Russia’s Response and Kaspersky’s Caution
Following Kaspersky’s publication of its research on Operation Triangulation, Russia’s Federal Security Service (FSB) accused the NSA of hacking “thousands” of iPhones in Russia, particularly targeting diplomats. While Kaspersky did not confirm the FSB’s claims, a spokesperson noted that the “indicators of compromise” identified by Russia’s National Coordination Centre for Computer Incidents (NCCCI) matched those discovered by Kaspersky.
Boris Larin, a security researcher at Kaspersky, emphasized in an email to GearTech that despite extensive research, they cannot definitively attribute Operation Triangulation to any known APT group or exploit development company. He cautioned that attribution based solely on the exploitation of shared vulnerabilities (Photon and Gallium) is insufficient, as the details of these vulnerabilities are publicly available.
Kaspersky has a history of subtly signaling its knowledge of the actors behind hacking campaigns without publicly attributing them. In 2014, the company identified a sophisticated government hacking group called “Careto” (Spanish for “The Mask”) and used imagery in its report that strongly hinted at Spanish government involvement.
The Williams Leak and Operation Triangulation: A Possible Connection
Cybersecurity journalist Patrick Gray, on his podcast Risky Business, suggested that the hacking kit leaked by Williams to Operation Zero was likely the same one used in the Triangulation campaign. This theory aligns with the timeline and technical evidence gathered by researchers.
Apple, Google, Kaspersky, and Operation Zero did not respond to requests for comment on this matter.

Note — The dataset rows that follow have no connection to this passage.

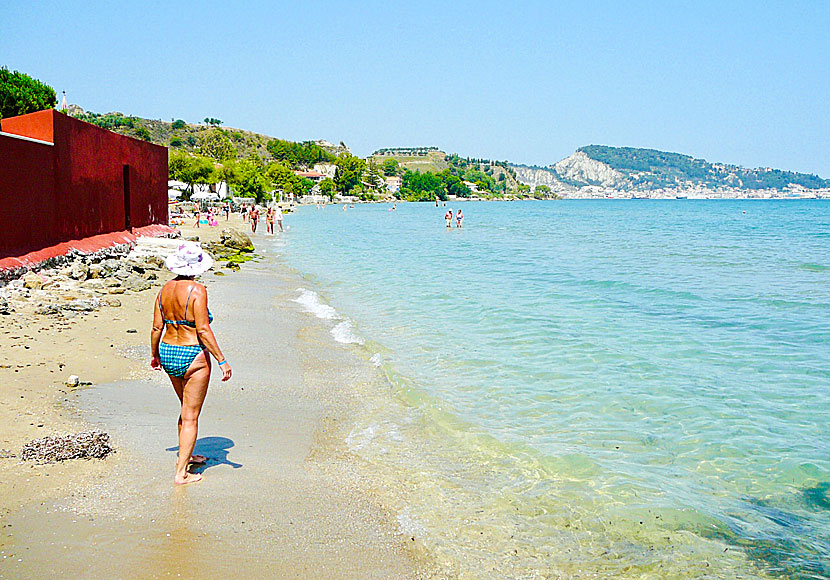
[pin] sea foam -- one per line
(344, 332)
(310, 300)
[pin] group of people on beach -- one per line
(272, 214)
(210, 218)
(459, 219)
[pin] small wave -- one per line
(310, 300)
(357, 440)
(344, 333)
(408, 525)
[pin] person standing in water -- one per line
(254, 217)
(184, 352)
(269, 221)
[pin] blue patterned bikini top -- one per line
(185, 322)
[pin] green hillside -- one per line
(423, 159)
(652, 169)
(197, 138)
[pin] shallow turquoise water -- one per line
(628, 388)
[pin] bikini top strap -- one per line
(186, 304)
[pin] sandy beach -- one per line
(281, 496)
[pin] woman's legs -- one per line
(191, 390)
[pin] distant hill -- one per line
(423, 159)
(629, 169)
(486, 173)
(179, 135)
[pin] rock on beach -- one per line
(84, 445)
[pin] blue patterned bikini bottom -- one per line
(177, 359)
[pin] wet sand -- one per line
(281, 496)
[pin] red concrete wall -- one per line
(75, 188)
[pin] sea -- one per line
(588, 388)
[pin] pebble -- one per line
(84, 445)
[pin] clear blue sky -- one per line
(744, 82)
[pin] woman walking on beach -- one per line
(181, 311)
(269, 221)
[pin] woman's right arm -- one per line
(155, 334)
(206, 336)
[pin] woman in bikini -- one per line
(181, 312)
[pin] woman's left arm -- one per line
(155, 334)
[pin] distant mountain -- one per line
(629, 169)
(182, 136)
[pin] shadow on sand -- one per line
(216, 451)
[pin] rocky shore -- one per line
(78, 320)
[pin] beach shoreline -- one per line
(296, 508)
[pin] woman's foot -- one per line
(187, 478)
(195, 459)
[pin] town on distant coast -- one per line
(206, 155)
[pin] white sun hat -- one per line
(189, 260)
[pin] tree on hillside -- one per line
(190, 170)
(374, 177)
(391, 167)
(249, 180)
(285, 180)
(217, 145)
(541, 191)
(349, 172)
(304, 154)
(328, 188)
(21, 94)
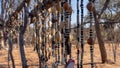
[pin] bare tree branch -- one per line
(104, 8)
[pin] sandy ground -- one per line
(32, 59)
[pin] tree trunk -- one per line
(10, 51)
(21, 39)
(100, 39)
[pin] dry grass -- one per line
(32, 59)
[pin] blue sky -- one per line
(73, 3)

Implications and Future Considerations
The potential link between a U.S. military contractor and a global hacking campaign raises serious concerns about the security of government-developed hacking tools and the need for stricter oversight. The incident highlights the risks associated with the proliferation of zero-day exploits and the importance of responsible vulnerability disclosure. Furthermore, it underscores the need for enhanced cybersecurity measures to protect against increasingly sophisticated attacks targeting mobile devices. The case of Coruna serves as a stark reminder that even the most advanced technologies can be exploited, and that vigilance and collaboration are essential in the ongoing battle against cybercrime. The future of mobile security hinges on proactive threat intelligence, robust security protocols, and a commitment to ethical hacking practices.